Under Rubio’s plan, it is possible that some employers would stop offering their health plans as more employees opted to use their credits to buy coverage on their own rather than through their place of work. But that does not mean these workers would lose the value of employer-paid premiums. CBO and other credible economists assume that in a competitive labor market, employers will substitute cash compensation for reduced employee health benefits. So, for instance, if a firm used to provide a worker with a $16,800 health-insurance plan and $58,200 in the form of a salary, it would provide that same worker with $75,000 in a salary if the worker used the federal tax credit to purchase health insurance on his own.

In this example, the worker would pay $6,720 more in taxes on the additional cash compensation he received, leaving him with about $10,080 in additional, after-tax income. He would also get a $6,000 federal tax credit to be used for the purchase of health insurance. If he bought a health-insurance plan worth $12,000 instead of $16,800, he could pay for it with his $6,000 tax credit and $6,000 out of his higher salary.
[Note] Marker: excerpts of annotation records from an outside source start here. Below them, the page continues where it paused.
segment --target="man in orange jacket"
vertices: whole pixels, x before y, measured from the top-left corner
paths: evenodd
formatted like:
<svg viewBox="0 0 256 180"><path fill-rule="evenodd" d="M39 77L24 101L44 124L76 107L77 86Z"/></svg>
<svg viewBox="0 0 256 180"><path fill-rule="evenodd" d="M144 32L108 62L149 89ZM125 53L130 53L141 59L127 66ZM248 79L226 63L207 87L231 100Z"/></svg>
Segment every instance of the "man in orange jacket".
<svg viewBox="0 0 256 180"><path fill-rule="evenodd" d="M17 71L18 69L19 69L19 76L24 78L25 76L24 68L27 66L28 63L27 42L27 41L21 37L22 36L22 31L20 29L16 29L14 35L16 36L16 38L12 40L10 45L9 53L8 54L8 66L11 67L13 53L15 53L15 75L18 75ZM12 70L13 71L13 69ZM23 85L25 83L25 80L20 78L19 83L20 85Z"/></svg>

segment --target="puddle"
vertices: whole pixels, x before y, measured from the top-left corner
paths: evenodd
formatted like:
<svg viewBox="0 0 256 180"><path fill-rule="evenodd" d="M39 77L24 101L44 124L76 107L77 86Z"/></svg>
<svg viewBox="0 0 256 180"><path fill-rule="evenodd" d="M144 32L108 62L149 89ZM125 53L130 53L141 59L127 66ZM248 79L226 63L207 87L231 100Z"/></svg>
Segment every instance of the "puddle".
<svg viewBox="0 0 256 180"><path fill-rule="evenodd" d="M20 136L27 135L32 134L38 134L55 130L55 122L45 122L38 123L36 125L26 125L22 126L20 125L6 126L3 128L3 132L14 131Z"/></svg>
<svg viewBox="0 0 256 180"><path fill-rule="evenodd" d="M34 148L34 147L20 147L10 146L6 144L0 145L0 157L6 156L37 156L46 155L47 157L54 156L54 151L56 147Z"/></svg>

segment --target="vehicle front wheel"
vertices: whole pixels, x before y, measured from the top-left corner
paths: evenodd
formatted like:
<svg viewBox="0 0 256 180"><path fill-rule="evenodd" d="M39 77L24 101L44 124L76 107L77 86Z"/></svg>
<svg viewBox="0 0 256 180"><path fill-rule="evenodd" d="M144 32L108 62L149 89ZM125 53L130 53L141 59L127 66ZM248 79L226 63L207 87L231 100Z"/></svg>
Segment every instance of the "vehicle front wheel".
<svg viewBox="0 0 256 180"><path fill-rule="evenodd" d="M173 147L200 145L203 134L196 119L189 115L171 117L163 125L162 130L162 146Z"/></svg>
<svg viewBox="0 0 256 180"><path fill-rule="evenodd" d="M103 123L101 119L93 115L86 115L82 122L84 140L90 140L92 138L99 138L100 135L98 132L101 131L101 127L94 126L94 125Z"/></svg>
He could then use the other $4,080 in after-tax income that he would be receiving from his employer to pay for whatever other important priorities he might have, including better opportunities for his children.

Emanuel is correct that Obamacare provides massive new subsidies for lower-income households who do not have access to an employer plan. Neither the Walker nor the Rubio plan provides subsidies that are as expensive as those provided in Obamacare for households in these income categories. But the middle class is different. Obamacare phases out the premium credits as incomes go up, but these higher-income households are still forced to select from the same, overly expensive plans offered on the exchanges. People with incomes above about 250 percent of the federal poverty line (FPL) have found these options very unattractive, in large part because their premiums are so high. In fact, of people with incomes between 250 and 300 percent of the FPL who are eligible for coverage through Obamacare exchanges, only 20 percent have signed up for coverage in 2015.

Rubio’s plan provides a uniform refundable tax credit for every household, without regard to income, and Walker’s plan does the same for households without access to employer coverage. So both of these plans provide much more help for many millions of middle-class families than Obamacare does.

Emanuel would like Americans to dismiss the Walker and Rubio health plans as too onerous for families because they would lose the value of employer-paid premiums. He is dead wrong about that. The truth is that these alternatives would give consumers much more flexibility and more choices than they have under Obamacare, without losing anything in terms of the compensation they receive from their employers. The net result would be a big win for the vast majority of American households.

James C. Capretta is a senior fellow at the Ethics and Public Policy Center and a visiting fellow at the American Enterprise Institute.